# My uncle found this very suspicious acting fella... i need a name for him!



## Paco Dennis (Aug 10, 2021)

Posted by
u/bunbubble







Scruffles


----------



## SmoothSeas (Aug 10, 2021)

what a precious baby...

some years back, a friend had a kitten that looked just like that, she'd named him Ivan the Terrible.  that loving little terror certainty lived up to his name...


----------



## Judycat (Aug 10, 2021)

Malware.


----------



## timoc (Aug 10, 2021)

Paco Dennis said:


> Scruffles


Si, Senor, my name is El Pablo.


----------



## Judycat (Aug 10, 2021)

All my cats have separate names, but they all respond to Shtinky, no doubt this one will too.


----------



## Devi (Aug 10, 2021)

Oooh, I remember those kitten claws — they were like needles! And they could crawl right up your leg with them!


----------



## Shalimar (Aug 10, 2021)

Jeeves, after the imperturbable butler made famous by famous British writer PG Wodehouse.

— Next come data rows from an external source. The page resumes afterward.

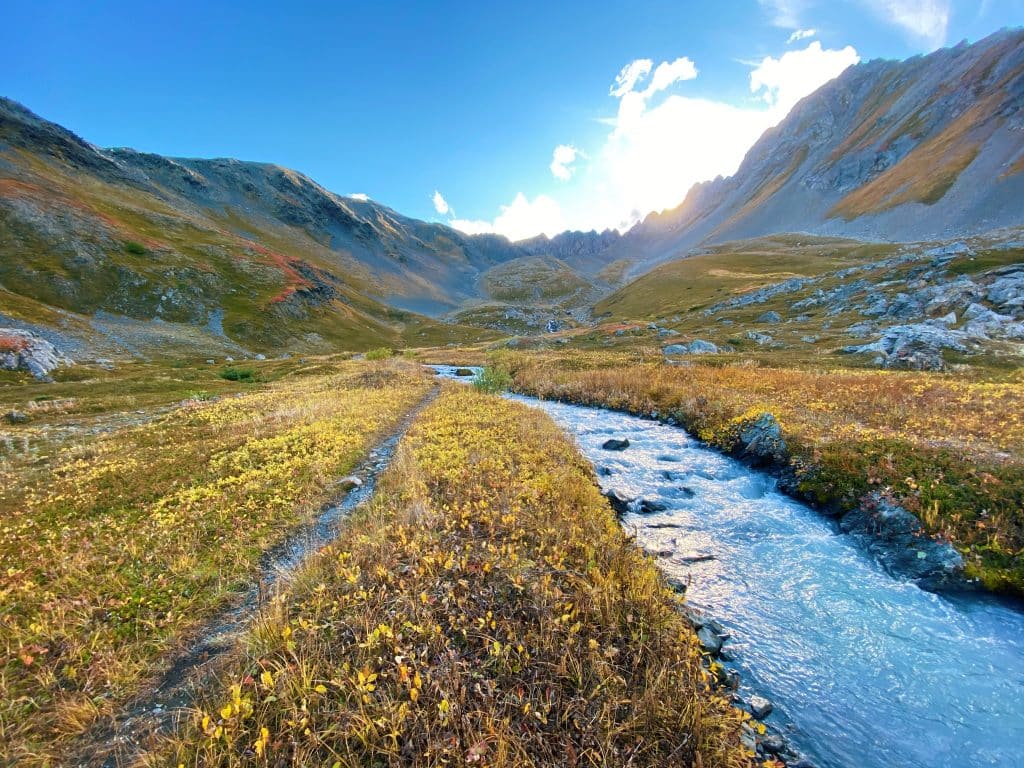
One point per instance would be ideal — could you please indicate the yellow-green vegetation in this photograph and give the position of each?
(273, 286)
(534, 279)
(117, 544)
(486, 608)
(949, 449)
(691, 284)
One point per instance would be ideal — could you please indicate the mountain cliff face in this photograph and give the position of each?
(136, 251)
(930, 147)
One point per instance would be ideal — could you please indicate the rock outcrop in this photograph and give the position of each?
(24, 350)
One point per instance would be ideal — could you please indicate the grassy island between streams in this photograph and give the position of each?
(486, 608)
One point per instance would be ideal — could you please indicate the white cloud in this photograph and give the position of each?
(784, 13)
(440, 205)
(562, 159)
(660, 143)
(630, 75)
(669, 73)
(520, 219)
(783, 81)
(799, 35)
(926, 19)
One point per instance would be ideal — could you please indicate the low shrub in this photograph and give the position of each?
(239, 374)
(493, 379)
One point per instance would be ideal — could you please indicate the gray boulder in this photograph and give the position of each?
(1007, 292)
(24, 350)
(760, 707)
(918, 346)
(898, 540)
(762, 439)
(697, 346)
(710, 640)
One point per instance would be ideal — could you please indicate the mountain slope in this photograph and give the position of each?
(123, 251)
(930, 147)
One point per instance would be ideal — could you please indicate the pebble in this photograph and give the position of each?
(760, 707)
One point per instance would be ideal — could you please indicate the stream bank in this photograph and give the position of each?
(862, 668)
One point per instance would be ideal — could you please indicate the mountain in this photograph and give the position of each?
(125, 252)
(119, 251)
(930, 147)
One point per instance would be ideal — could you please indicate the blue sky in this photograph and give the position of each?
(468, 100)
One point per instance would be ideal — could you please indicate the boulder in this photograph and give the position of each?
(762, 439)
(772, 743)
(24, 350)
(916, 347)
(1007, 292)
(620, 502)
(349, 483)
(614, 444)
(650, 506)
(897, 539)
(699, 346)
(710, 640)
(760, 707)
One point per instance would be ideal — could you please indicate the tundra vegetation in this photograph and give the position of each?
(484, 608)
(117, 542)
(949, 448)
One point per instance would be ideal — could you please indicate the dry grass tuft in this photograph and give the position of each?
(486, 609)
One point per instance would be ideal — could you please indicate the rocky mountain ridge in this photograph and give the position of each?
(927, 148)
(126, 251)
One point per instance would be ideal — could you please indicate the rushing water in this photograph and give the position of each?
(864, 670)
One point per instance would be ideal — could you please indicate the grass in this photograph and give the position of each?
(493, 379)
(117, 542)
(949, 449)
(247, 375)
(691, 284)
(486, 608)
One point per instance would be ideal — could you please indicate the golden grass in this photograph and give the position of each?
(119, 547)
(950, 450)
(927, 173)
(486, 609)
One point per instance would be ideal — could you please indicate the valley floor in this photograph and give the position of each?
(485, 607)
(947, 448)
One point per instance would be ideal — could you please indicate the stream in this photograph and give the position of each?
(863, 669)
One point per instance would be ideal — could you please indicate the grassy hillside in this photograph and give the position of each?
(487, 608)
(163, 538)
(78, 246)
(691, 284)
(949, 449)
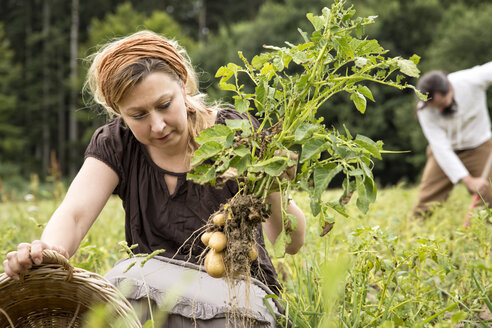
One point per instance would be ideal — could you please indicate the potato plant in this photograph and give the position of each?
(283, 88)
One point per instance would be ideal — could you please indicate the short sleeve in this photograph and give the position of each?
(231, 114)
(106, 145)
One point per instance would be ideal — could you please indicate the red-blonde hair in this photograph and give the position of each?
(120, 65)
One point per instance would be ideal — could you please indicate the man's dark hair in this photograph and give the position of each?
(435, 82)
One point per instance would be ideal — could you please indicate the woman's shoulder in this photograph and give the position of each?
(233, 114)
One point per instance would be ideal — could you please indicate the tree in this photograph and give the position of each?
(11, 141)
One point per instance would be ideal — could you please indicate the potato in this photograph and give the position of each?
(219, 219)
(214, 264)
(206, 237)
(253, 253)
(218, 241)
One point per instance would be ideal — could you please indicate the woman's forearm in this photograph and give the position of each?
(274, 225)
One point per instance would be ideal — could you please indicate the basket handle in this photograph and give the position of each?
(53, 257)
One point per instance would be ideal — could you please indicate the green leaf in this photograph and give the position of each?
(224, 72)
(227, 86)
(268, 71)
(408, 67)
(366, 190)
(203, 173)
(359, 101)
(241, 105)
(278, 64)
(315, 206)
(299, 57)
(240, 125)
(241, 163)
(304, 131)
(317, 21)
(415, 58)
(206, 151)
(311, 149)
(323, 176)
(369, 145)
(273, 166)
(219, 133)
(241, 151)
(343, 47)
(259, 60)
(365, 91)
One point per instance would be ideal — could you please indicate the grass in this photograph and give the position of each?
(382, 269)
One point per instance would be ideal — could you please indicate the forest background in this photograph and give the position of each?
(46, 121)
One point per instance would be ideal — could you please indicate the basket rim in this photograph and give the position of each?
(81, 286)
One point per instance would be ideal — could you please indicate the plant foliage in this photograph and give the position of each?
(290, 84)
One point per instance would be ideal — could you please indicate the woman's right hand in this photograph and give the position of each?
(20, 261)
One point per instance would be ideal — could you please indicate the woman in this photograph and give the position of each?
(143, 156)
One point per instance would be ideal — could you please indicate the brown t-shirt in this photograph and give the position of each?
(155, 219)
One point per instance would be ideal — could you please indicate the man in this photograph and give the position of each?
(456, 123)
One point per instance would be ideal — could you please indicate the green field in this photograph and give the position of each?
(383, 269)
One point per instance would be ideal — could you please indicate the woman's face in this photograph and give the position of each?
(155, 112)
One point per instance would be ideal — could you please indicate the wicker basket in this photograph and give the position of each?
(55, 294)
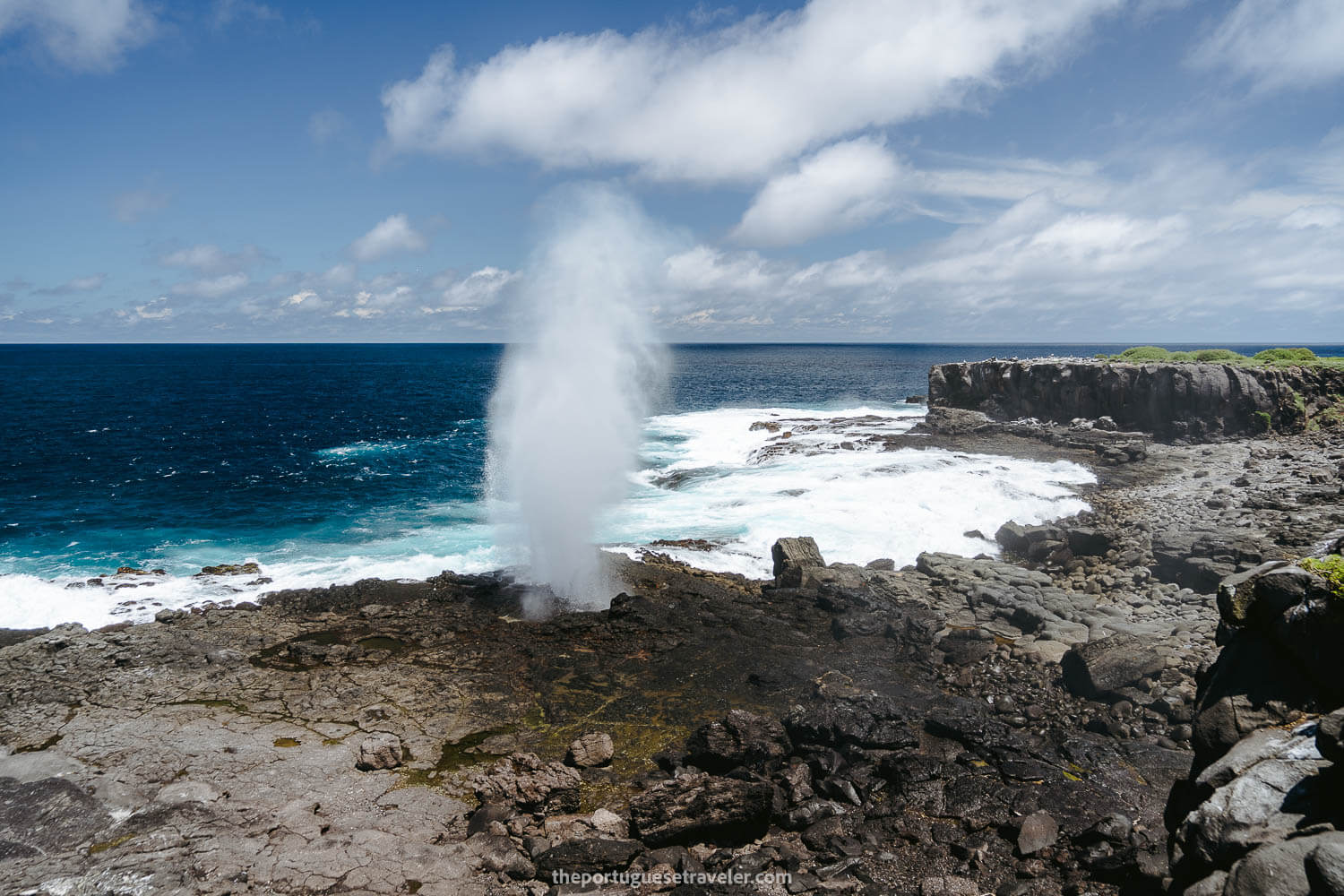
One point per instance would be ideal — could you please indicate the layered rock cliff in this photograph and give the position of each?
(1171, 401)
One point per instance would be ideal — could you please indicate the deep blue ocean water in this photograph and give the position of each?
(328, 462)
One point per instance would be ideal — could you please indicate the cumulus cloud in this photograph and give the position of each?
(1222, 255)
(134, 204)
(839, 188)
(392, 236)
(85, 35)
(1279, 43)
(152, 311)
(731, 104)
(476, 292)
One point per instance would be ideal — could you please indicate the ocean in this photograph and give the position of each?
(328, 463)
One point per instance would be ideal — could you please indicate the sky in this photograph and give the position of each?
(1112, 171)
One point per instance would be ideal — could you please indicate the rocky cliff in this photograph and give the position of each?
(1171, 401)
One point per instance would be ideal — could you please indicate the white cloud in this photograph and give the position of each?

Hilarious books.
I once had a black and white cat of that name.


----------



## Lara (Aug 10, 2021)

Fang or Terminator
`


----------



## PamfromTx (Aug 10, 2021)

Being that he resembles a Tuxedo Cat, I'd name him, "Tux".


----------



## Lara (Aug 10, 2021)

Sunshine or Angel


----------



## Llynn (Aug 10, 2021)

Big schnoz on that critter. I'd name him Durante.


----------



## Gaer (Aug 10, 2021)

Rascal


----------



## Wren (Aug 10, 2021)

He looks really streetwise,  you wouldn’t mess with him !  

I’d call him Bruiser


----------



## AprilSun (Aug 11, 2021)

I'd name him Patches.


----------